David H. Bodiker, S.C. Regis. No. 0016590, and Susan A. Ward, S.C. Regis. No. 0061937, Ohio Public Defender's Office, 8 East Long Street, 11th Floor, Columbus, Ohio 43266-0587, Attorneys for Defendant-Appellant

Chantel Doakes, S.C. Regis. No. 0065430, Assistant Prosecuting Attorney, Appellate Division, 41 N. Perry Street, Suite 315 P.O. Box 972, Dayton, Ohio 45422, Attorney for Plaintiff-Appellee

OPINION

FREDERICK N. YOUNG, P.J.

This appeal arises from an action in the Montgomery County Court of Common Pleas, Juvenile Division. Nicholas Williams, a moderately retarded fifteen year old juvenile, informed his therapist that he had engaged in a brief sexual relationship with a nine year old girl the previous summer, while he was a runaway. A Complaint charging Nicholas with two counts of statutory rape, an aggravated felony of the first degree under R.C. 2907.02 (A) (1) (b), was filed on November 2 1996, and a detention hearing was held the same day.

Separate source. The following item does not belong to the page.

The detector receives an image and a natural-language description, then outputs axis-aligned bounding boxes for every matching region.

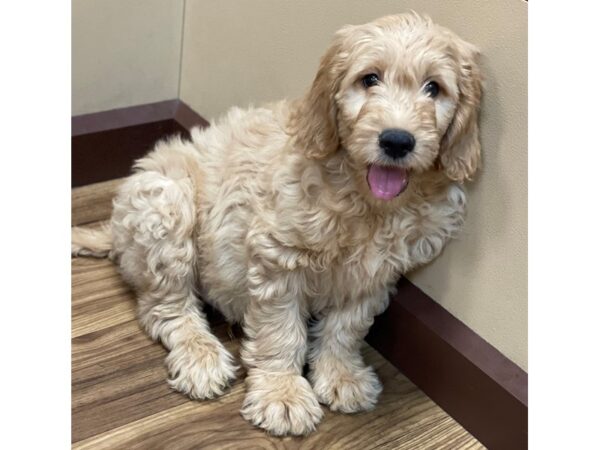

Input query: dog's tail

One week after the initial hearing, Nicholas's attorney filed a Motion for Mental Evaluation. Nicholas was evaluated by Dr Laura Fugimura, the court psychologist, and Dr. Mark Williams, an independent psychologist, for the purpose of determining his competency to stand trial. Both doctors filed psychological evaluation reports with the court. The reports documented Nicholas's history of physical abuse at the hands of his mother, physical and sexual abuse by other family members, and his own past victimization of other children. His social history report revealed that Nicholas had attended outpatient sex specific counseling and that he was placed in a foster home soon after the alleged rape occurred. While Nicholas apparently ran away from his foster home on the first night he was there, he later came to enjoy living with his foster parents who, according to Nicholas, express affection and caring in a manner that he has never before experienced. After examining him, both doctors determined that Nicholas has the intellectual abilities of a six year old, but disagreed as to his competency to stand trial. Dr. Fujimura found that, although Nicholas "did not seem to understand the functions of a Judge, jury, or witness," he had an adequate understanding of the role of the attorneys and the circumstances surrounding the charges to be competent for trial. Dr. Williams, on the other hand, concluded that Nicholas was incompetent to stand trial.

Magistrate Cunningham found Nicholas to be competent to stand trial in an entry captioned "Delinquency Magistrate's Order of Continuance." The plea and dispositional hearing was held on February 13, 1996, before Magistrate Cunningham. At the hearing, Nicholas Williams admitted to one count of rape in violation of R.C. 2907.02 (A) (1) (B). Before accepting the plea, Magistrate Cunningham explained each of Nicholas's relevant rights and, after each one, asked whether he understood the right. Nicholas responded "yes" to every question. Nicholas also answered "yes" when the magistrate asked him if the allegations in the Complaint were true. Without any further exchanges with Nicholas, the magistrate accepted the admission and proceeded to disposition.

The Guardian ad Litem, Gordon Taylor, indicated that his primary concern was that Nicholas receive treatment. Wayne Gilkison, the probation officer, emphasized Nicholas's need for treatment, but stated that the probation department had been unsuccessful in finding placement for him. He stated that there would be no services available to Nicholas if he were returned to the community and recommended that Nicholas be committed because of the high risk that he would re-offend. Nicholas's attorney asserted that Gordon Taylor had been able to locate "two institutions or treatment facilities willing and ready to take Nicholas with his I.Q. and his sex specific needs." Plea & Disposition Hearing, tr. 10. One of the facilities was Fairfield Academy in Thornville, Ohio, which would have provided placement for Nicholas at a cost of $225 per day, for a period of between eighteen and twenty-four months. According to Nicholas's attorney, the other facility, which is located in Parma, Ohio, was ready to assess Nicholas for placement. The Guardian ad Litem qualified these assertions, noting that Nicholas's acceptance into Fairfield Academy was contingent on a satisfactory interview. He also stated that while he was unaware whether the Parma facility had or would formally accept Nicholas, it was his understanding that acceptance was dependent on assurances of funding and, possibly, an interview with Nicholas.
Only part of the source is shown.